Siren’s Song in the AI Ocean: A Survey on Hallucination in Large Language Models

🔬 Research Summary by Leyang Cui, a senior researcher at Tencent AI lab.

[Original paper by Yue Zhang , Yafu Li , Leyang Cui, Deng Cai , Lemao Liu, Tingchen Fu, Xinting Huang, Enbo Zhao , Yu Zhang , Yulong Chen, Longyue Wang , Anh Tuan Luu, Wei Bi, Freda Shi, and Shuming Shi]

Overview: With their remarkable ability to understand and generate human language, Large language models (LLMs) like GPT-4 have significantly impacted our daily lives. However, a major concern regarding the reliability of LLM applications lies in hallucinations. This paper presents a comprehensive survey of hallucinations, including definitions, causes, evaluation, and mitigation methods.

Introduction

Large language models (LLMs) have become a promising cornerstone for developing natural language processing and artificial intelligence. LLMs have shown strong capability in understanding and generating human languages.
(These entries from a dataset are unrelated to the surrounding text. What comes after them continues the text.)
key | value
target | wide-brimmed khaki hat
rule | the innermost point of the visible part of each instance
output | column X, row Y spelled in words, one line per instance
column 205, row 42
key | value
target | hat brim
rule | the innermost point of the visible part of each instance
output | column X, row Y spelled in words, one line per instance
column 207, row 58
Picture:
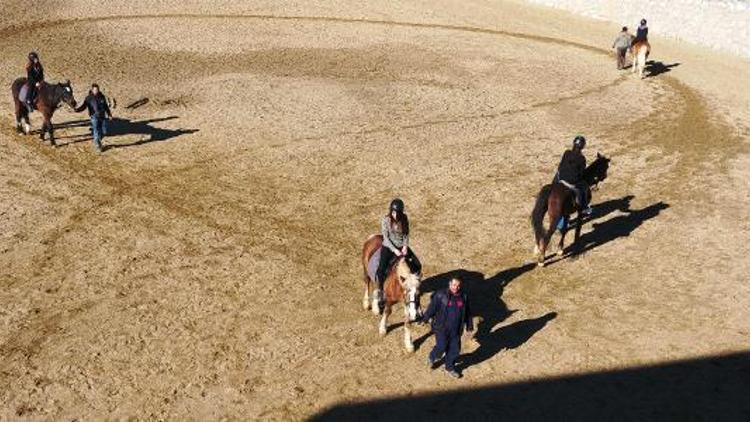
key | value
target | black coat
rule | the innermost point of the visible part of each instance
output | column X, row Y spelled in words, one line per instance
column 572, row 165
column 96, row 104
column 437, row 311
column 34, row 74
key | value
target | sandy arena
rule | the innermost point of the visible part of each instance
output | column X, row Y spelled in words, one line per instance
column 206, row 265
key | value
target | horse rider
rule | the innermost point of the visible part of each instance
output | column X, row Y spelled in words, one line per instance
column 450, row 313
column 621, row 46
column 96, row 103
column 570, row 172
column 34, row 78
column 641, row 35
column 395, row 230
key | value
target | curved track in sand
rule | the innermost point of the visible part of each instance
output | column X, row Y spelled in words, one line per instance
column 204, row 274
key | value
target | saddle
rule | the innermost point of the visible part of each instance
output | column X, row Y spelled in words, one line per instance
column 372, row 264
column 23, row 93
column 573, row 188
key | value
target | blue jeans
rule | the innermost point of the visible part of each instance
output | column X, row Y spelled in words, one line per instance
column 98, row 129
column 447, row 343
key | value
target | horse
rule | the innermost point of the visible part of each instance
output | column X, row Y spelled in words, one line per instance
column 639, row 50
column 558, row 201
column 401, row 285
column 49, row 98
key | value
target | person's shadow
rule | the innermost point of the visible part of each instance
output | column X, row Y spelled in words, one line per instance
column 654, row 68
column 121, row 126
column 488, row 310
column 611, row 229
column 617, row 227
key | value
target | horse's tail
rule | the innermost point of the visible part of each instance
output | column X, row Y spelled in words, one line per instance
column 540, row 208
Despite their remarkable success, LLMs may sometimes produce content that deviates from user input, contradicts previously generated context, or is misaligned with well-established world knowledge. This phenomenon is commonly referred to as hallucination, which significantly undermines the reliability of LLMs in real-world scenarios.
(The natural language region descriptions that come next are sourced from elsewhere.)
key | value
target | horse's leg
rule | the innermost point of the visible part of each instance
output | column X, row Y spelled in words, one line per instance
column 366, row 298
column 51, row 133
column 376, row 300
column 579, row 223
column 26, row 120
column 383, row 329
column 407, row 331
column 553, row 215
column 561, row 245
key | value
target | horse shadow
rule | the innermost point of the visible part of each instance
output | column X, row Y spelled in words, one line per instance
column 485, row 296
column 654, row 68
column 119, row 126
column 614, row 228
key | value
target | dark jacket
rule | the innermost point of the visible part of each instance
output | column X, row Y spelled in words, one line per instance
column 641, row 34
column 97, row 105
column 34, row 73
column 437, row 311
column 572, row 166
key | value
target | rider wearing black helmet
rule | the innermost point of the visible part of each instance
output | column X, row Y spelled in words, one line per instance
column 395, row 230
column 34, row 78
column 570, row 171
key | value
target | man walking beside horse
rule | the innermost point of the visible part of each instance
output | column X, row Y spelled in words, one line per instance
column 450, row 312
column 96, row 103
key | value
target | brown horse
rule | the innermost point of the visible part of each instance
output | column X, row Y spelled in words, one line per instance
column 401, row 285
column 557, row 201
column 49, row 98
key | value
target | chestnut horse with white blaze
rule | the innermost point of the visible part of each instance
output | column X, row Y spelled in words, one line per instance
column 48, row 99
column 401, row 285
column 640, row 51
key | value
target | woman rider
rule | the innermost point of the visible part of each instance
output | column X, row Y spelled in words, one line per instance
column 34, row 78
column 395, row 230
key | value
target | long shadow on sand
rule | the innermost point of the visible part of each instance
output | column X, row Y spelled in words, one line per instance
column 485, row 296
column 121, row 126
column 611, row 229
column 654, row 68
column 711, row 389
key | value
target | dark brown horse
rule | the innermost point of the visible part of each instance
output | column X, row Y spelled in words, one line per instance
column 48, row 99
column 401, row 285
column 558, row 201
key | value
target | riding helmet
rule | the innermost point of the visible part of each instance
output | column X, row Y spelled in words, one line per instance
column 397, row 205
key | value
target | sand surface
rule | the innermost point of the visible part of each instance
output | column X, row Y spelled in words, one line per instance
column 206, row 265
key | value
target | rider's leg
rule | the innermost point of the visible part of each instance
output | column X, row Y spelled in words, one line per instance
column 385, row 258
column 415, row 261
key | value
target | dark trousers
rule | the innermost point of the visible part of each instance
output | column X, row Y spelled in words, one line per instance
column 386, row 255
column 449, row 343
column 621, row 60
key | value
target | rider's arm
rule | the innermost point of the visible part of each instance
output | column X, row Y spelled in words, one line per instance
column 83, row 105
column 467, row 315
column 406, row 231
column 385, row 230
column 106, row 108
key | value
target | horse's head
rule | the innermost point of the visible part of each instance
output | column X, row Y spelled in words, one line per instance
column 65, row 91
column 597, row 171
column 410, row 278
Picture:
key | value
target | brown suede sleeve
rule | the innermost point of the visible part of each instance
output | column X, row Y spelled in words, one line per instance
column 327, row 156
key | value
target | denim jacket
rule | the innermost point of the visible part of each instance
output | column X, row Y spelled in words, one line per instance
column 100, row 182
Addressing hallucination in LLMs faces unique challenges due to massive training data, versatility, and imperceptible errors. LLM pre-training uses trillions of tokens from the web, making it hard to eliminate unreliable information. General-purpose LLMs must excel in various settings, complicating evaluation and mitigation efforts. Additionally, LLMs can generate seemingly plausible false information, making hallucination detection difficult for models and humans alike.

This paper introduces LLMs’ background, defines hallucination, presents relevant benchmarks and metrics, discusses LLM hallucination sources, reviews recent work addressing the issue, and offers forward-looking perspectives.

Key Insights

What is an LLM hallucination?

We categorize hallucination within the context of LLMs as follows:

Input-conflicting hallucination: LLMs generate content that deviates from the source input provided by users;

Context-conflicting hallucination: LLMs generate content that conflicts with previously generated information by itself; Fact-conflicting hallucination: LLMs generate content that is not faithful to established world knowledge.
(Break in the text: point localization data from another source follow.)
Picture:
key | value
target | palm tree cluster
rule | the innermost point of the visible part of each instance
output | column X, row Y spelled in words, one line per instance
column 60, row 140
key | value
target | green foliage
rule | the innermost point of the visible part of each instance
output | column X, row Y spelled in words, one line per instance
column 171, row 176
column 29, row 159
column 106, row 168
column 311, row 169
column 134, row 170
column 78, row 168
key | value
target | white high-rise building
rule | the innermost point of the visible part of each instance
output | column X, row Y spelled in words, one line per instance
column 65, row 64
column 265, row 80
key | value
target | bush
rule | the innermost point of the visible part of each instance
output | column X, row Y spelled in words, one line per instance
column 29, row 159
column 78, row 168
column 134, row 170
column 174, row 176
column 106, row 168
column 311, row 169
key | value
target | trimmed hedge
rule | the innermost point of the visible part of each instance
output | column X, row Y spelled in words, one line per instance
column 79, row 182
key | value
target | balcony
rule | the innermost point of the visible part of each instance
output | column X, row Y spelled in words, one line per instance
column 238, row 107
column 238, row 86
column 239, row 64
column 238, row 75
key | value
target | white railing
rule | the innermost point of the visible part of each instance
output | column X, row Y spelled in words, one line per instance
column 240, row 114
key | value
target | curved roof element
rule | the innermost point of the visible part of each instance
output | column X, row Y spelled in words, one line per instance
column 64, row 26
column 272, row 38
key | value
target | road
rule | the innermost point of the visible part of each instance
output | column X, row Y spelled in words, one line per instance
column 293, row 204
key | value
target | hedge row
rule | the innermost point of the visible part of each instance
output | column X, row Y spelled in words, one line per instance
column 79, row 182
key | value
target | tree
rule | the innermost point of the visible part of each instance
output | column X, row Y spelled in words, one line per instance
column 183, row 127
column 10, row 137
Sources of LLM Hallucination

Various factors may induce hallucinations with LLMs.

Lack of relevant knowledge or internalized false knowledge: the knowledge of LLMs is mostly acquired during the pretraining phase. When asked to answer questions or complete tasks, LLMs often exhibit hallucinations if they lack pertinent knowledge or have internalized false knowledge from the training corpora.
LLMs sometimes overestimate their capacities: LLMs’ understanding of factual knowledge boundaries may be imprecise, and they frequently exhibit overconfidence. Such overconfidence misleads LLMs to fabricate answers with unwarranted certainty.
Problematic alignment process could mislead LLMs into hallucination: During the supervised fine-tuning, LLMs do not acquire prerequisite knowledge from the pre-training phase. This is actually a misalignment process that encourages LLMs to hallucinate.
Auto-regressive generation: LLMs sometimes over-commit to their early mistakes, even when they recognize they are incorrect.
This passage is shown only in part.